Helen Garner is a Virginia Woolf fan. This is especially apparent in her latest release, Yellow Notebook: Diaries Volume 1 1978-1987. Woolf once said, “Examine for a moment an ordinary mind on an ordinary day. The mind receives a myriad impressions – trivial, fantastic, evanescent, or engraved with a sharpness of steel.” This quote amply describes to Garner’s prose and crisp anecdotes. The writing is a rich collection of beautiful, witty and transient moments captured initially for posterity, and now publication.
In 1977 Garner published her debut novel, Monkey Grip. It is during the aftermath of its publication that these diaries pick up. Even though she’s now a published author by this point, you get the sense that she is still discovering her craft and finding her voice. Fans of her writing will especially enjoy this work and will take note of the different beats and lessons she gathers along the way.
The experience of reading someone’s diary can be voyeuristic. We are given an unfiltered look at Garner’s thoughts and beliefs. This means that some things are extremely intimate and raw, but often this unfettered access is also an absolute joy. Her feelings of anxiety and self-doubt as well as her harsh inner critic will be surprising for those who consider Garner to be so accomplished. It is also relatable for readers who experience their own negative thoughts and beliefs.
This book does not spoon-feed readers. In fact you could argue that it does hold back and at times retains a little mystery. The entries are often like little fragments, some barely a paragraph and others just a sentence. There is no anchoring in terms of specific dates and times, only the year is given and it is ordered chronologically. Some of the individuals here are given names like “The law student” and “The biographer.” Others are only given an initial (and these do not correspond with their actual names). It is up to the reader to determine which letter is Garner’s daughter, her husband, or her friends and acquaintances.
This set doesn’t have a neat beginning, middle or end. It starts by suggesting that there were diaries before it (in various interviews Gamer admits she burnt these early volumes). The reader can dip in and out of the different entries here at their own whim. While Garner’s life progresses and she grows as an author, there is nothing to stop readers seeking out their own adventures through this text.
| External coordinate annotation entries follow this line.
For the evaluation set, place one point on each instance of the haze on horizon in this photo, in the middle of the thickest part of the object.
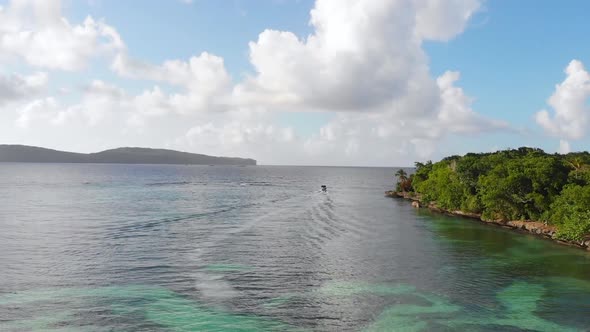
(365, 83)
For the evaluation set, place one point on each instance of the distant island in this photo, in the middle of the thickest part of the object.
(525, 188)
(32, 154)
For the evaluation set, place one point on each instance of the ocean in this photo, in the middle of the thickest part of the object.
(89, 247)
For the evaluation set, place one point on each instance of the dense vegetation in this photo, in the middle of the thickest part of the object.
(520, 184)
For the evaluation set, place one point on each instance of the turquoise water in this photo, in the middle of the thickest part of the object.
(191, 248)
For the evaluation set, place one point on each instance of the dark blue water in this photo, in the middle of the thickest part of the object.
(200, 248)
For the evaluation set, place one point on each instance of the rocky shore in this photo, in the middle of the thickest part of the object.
(534, 227)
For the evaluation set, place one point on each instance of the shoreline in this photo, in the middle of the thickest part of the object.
(537, 228)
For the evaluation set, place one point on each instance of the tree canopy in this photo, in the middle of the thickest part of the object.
(517, 184)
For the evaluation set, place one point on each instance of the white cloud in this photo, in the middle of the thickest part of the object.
(17, 87)
(204, 82)
(570, 104)
(35, 31)
(364, 62)
(46, 111)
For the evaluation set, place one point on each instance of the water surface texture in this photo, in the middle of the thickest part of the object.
(199, 248)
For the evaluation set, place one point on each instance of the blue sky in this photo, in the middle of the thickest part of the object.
(509, 55)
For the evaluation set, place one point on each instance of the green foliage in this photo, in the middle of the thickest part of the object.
(518, 184)
(571, 212)
(442, 186)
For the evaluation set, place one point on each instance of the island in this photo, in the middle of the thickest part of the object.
(524, 189)
(32, 154)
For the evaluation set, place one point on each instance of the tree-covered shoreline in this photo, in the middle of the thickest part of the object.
(516, 184)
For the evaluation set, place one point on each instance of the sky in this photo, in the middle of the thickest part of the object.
(297, 82)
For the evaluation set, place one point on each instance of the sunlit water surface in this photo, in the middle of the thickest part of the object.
(199, 248)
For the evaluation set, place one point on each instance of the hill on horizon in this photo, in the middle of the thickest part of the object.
(125, 155)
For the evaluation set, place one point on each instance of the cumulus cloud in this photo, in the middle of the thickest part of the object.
(363, 62)
(17, 87)
(204, 83)
(570, 104)
(35, 31)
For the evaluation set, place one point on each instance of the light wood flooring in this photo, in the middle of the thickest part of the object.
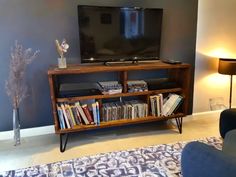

Garner is renowned for her succinct style of writing and this volume does not disappoint. These pieces might not have been originally intended for publication, but they offer an immersive experience through her fierce personality all the same. Garner’s life is peppered with sincere and honest observations. The work of an enquiring mind, it should enlighten those with similar brains. Certainly, it will capture the hearts of the curious and those perceptive beings who will appreciate the rich, interior life of one of Australia’s finest writers.
FIVE STARS (OUT OF FIVE)
Helen Garner’s Yellow Notebook: Diaries Volume I 1978-1987 is available now through Text Publishing.